I have a data frame called lbt_all_epitopes
of 38282 rows and three columns, as shown below:
sequence score epitope.
1 RPGGPPGYRTPYTAK 1.724911 Epitope
2 TQGDRQKIQDAVSAA 1.664611 Epitope
3 EVKSRYNVDVSQNKR 1.593236 Epitope
4 VIEMTRAFEDDDFDK 1.578200 Epitope
5 ITQGDRQKIQDAVSA 1.533208 Epitope
6 GSADLTPSNLTRPAS 1.532700 Epitope
In the first column (named sequence) I have multiple similar strings, which I want to remove (I will be looking for similar strings using str_sub
). For example, considering the first string of lbt_all_epitopes$sequence
("RPGGPPGYRTPYTAK") I want to look for similar strings in the whole column and store them in a vector
or in a data.frame
, which will be called to_be_removed
. I want to do this iteration for the first 30 elements present in lbt_all_epitopes$sequence
. For the sake of simplicity, let's just consider the top five rows. When I run the loop, like the one below:
# Iterate over the first 5 rows
top_30 <- 1:5
for(i in top_30) {
print(agrep(str_sub(lbt_all_epitopes$sequence[i], start = 5, end = 11), lbt_all_epitopes$sequence, value = T))
}
The output:
[1] "RPGGPPGYRTPYTAK" "VGTRPGGPPGYRTPY" "TRPGGPPGYRTPYTA" "GGPPGYRTPYTAKPF" "PGGPPGYRTPYTAKP"

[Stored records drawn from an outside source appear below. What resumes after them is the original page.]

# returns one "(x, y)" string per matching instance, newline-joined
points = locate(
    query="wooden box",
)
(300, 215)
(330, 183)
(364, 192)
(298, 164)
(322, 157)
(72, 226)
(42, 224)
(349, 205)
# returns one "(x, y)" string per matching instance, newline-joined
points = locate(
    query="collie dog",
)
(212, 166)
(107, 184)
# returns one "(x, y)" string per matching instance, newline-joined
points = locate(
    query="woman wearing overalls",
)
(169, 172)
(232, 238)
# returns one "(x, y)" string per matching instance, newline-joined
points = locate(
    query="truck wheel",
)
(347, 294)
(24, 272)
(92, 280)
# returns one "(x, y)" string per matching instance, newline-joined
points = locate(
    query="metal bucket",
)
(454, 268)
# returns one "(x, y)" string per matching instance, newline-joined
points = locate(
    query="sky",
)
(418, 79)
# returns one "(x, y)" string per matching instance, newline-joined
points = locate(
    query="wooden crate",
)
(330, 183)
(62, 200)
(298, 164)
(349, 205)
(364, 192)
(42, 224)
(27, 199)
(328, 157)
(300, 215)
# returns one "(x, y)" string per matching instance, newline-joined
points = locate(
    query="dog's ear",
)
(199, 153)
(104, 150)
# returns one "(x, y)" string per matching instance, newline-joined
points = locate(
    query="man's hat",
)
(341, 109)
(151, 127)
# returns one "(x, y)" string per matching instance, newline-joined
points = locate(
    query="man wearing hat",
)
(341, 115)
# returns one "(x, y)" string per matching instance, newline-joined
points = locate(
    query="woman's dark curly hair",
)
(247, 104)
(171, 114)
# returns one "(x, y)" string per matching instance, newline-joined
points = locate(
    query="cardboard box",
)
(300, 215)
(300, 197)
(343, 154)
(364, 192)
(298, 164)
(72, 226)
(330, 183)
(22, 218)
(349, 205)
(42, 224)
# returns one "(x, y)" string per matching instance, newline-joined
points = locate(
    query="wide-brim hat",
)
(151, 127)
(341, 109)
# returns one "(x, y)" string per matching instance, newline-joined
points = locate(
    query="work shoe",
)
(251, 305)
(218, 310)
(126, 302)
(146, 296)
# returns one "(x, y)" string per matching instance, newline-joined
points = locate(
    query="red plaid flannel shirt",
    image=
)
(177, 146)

[6] "LVGTRPGGPPGYRTP" "TLVGTRPGGPPGYRT" "GPPGYRTPYTAKPFV" "PPGYRTPYTAKPFVM" "GTRPGGPPGYRTPYT"
[11] "PGYRTPYTAKPFVMC"
[1] "TQGDRQKIQDAVSAA" "ITQGDRQKIQDAVSA" "GITQGDRQKIQDAVS" "NGITQGDRQKIQDAV" "QGDRQKIQDAVSAAS"
[6] "QNGITQGDRQKIQDA" "GDRQKIQDAVSAASS" "VQNGITQGDRQKIQD" "DRQKIQDAVSAASSW" "RQKIQDAVSAASSWL"
[11] "QKIQDAVSAASSWLE"
[1] "EVKSRYNVDVSQNKR" "VKSRYNVDVSQNKRA" "NEVKSRYNVDVSQNK" "KSRYNVDVSQNKRAR" "LNEVKSRYNVDVSQN"
[6] "YNVDVSQNKRARLRL" "RYNVDVSQNKRARLR" "MLNEVKSRYNVDVSQ" "SRYNVDVSQNKRARL" "HMLNEVKSRYNVDVS"
[11] "EHMLNEVKSRYNVDV"
[1] "VIEMTRAFEDDDFDK" "RVIEMTRAFEDDDFD" "GDRVIEMTRAFEDDD" "DRVIEMTRAFEDDDF" "IEMTRAFEDDDFDKF"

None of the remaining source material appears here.